For more than ten years, London artist and designer Dex has poured a creative obsession into a singular ongoing project: a body of typographic maps that chart the city’s books, films, music, streets, and secret corners. What began in 2012 with The Literary London Map grew into a trilogy and eventually a wider constellation of print works. Each map took up to a year of research, drawing, and refinement, becoming a sustained act of devotion to London’s cultural fabric. The project culminated in 2023 with The Culture Map of London, a greatest hits piece that distills the entire decade into one meticulously crafted screenprint.

Dex’s relationship with the city is both personal and archival. The first map, The Literary London Map, was followed by The London Film Map in 2015 and The Music Map of London in 2018. Together they form a pop culture trilogy that celebrates the capital’s reputation as one of the world’s most layered and expressive creative cities. Fictional characters, cinematic locations and legendary musicians are plotted across the map according to where they belong in London’s collective memory. As a result, the maps act like cultural atlases.
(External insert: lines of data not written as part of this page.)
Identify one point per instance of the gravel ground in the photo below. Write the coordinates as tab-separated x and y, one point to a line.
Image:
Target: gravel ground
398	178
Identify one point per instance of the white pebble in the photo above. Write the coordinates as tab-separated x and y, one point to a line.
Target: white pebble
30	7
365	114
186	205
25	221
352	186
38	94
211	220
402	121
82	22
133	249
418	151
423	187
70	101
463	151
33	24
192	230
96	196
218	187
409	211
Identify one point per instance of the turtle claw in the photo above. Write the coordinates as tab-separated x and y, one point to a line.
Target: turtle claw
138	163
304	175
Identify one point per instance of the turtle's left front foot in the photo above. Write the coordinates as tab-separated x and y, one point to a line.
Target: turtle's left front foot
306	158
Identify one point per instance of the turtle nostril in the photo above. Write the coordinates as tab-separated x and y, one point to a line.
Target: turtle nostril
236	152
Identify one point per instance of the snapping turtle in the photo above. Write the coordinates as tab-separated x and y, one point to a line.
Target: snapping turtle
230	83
They show where scenes unfolded, songs were born and stories took root.

During the years between these major releases, Dex continued exploring London typographically. He designed maps dedicated to the city’s pubs, animals, the River Thames and even a reimagined version of the London Underground. The consistent thread running through all the work is a handcrafted typographic style that feels both detailed and energetic. Each letter and line is fully integrated into the geography, becoming part of the landscape rather than floating above it.
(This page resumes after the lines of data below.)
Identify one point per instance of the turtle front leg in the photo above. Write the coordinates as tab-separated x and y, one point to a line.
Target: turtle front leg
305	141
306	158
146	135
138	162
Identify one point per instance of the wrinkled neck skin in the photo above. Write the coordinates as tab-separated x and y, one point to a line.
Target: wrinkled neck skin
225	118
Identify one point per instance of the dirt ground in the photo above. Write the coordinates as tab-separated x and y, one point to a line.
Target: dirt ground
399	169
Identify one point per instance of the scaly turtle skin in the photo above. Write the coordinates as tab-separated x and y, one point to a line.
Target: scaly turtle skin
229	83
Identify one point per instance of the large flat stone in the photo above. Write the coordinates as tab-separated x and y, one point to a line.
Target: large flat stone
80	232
“I always wanted the maps to feel like they grew out of the city,” Dex says. “Every piece of lettering has to earn its place. The maps are not just lists of references. They are portraits of a place and its culture.”
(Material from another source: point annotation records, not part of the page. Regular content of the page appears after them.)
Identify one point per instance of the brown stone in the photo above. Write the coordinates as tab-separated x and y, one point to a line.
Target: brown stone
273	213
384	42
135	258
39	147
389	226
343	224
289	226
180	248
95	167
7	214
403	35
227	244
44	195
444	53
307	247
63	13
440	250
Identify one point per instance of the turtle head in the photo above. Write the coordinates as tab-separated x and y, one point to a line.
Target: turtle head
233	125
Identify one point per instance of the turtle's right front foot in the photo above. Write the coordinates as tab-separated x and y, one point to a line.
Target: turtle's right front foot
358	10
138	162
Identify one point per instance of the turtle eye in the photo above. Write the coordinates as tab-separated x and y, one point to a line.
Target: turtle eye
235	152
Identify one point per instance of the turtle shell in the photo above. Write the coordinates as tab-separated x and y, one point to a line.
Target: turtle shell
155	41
The culmination of this decade-long fixation arrived in 2023 with The Culture Map of London. It brings together highlights from the entire project, presenting them as a unified work that recognises the richness of London’s creative history. Dex has produced the maps in a variety of finishes and techniques, from fluorescent inks and monochromatic runs to gold foil and screenprints on unconventional papers such as GF Smith’s Plike. This material experimentation reflects the same playful spirit found in the maps themselves.

Over the years, Dex’s typographic maps have appeared in Time Out, The Independent, The Evening Standard, BuzzFeed, the Londonist’s Mapped compendium and numerous blogs. They have also reached audiences internationally, including a cover feature for Japan’s Brain Magazine. Exhibitions across London, such as The Other Art Fair and Woolwich Contemporary Print Fair, have further cemented the maps as part of the city’s contemporary print culture.

Now, with the release of The Culture Map of the World in 2025, Dex marks a shift. The London chapter is complete. The new map widens the lens beyond the city that defined his practice, suggesting a new stage of global curiosity and creative exploration.

Dex works from a mews street studio in London, producing illustration, animation, stencil pieces, and spray paint works alongside his maps. He is also known as Christopher Trotman, co-founder and creative director of Run For The Hills, an award-winning creative design house specialising in branding, art, and interiors. Across all his creative output, the typographic maps remain a signature achievement, capturing the cultural pulse of London in print form.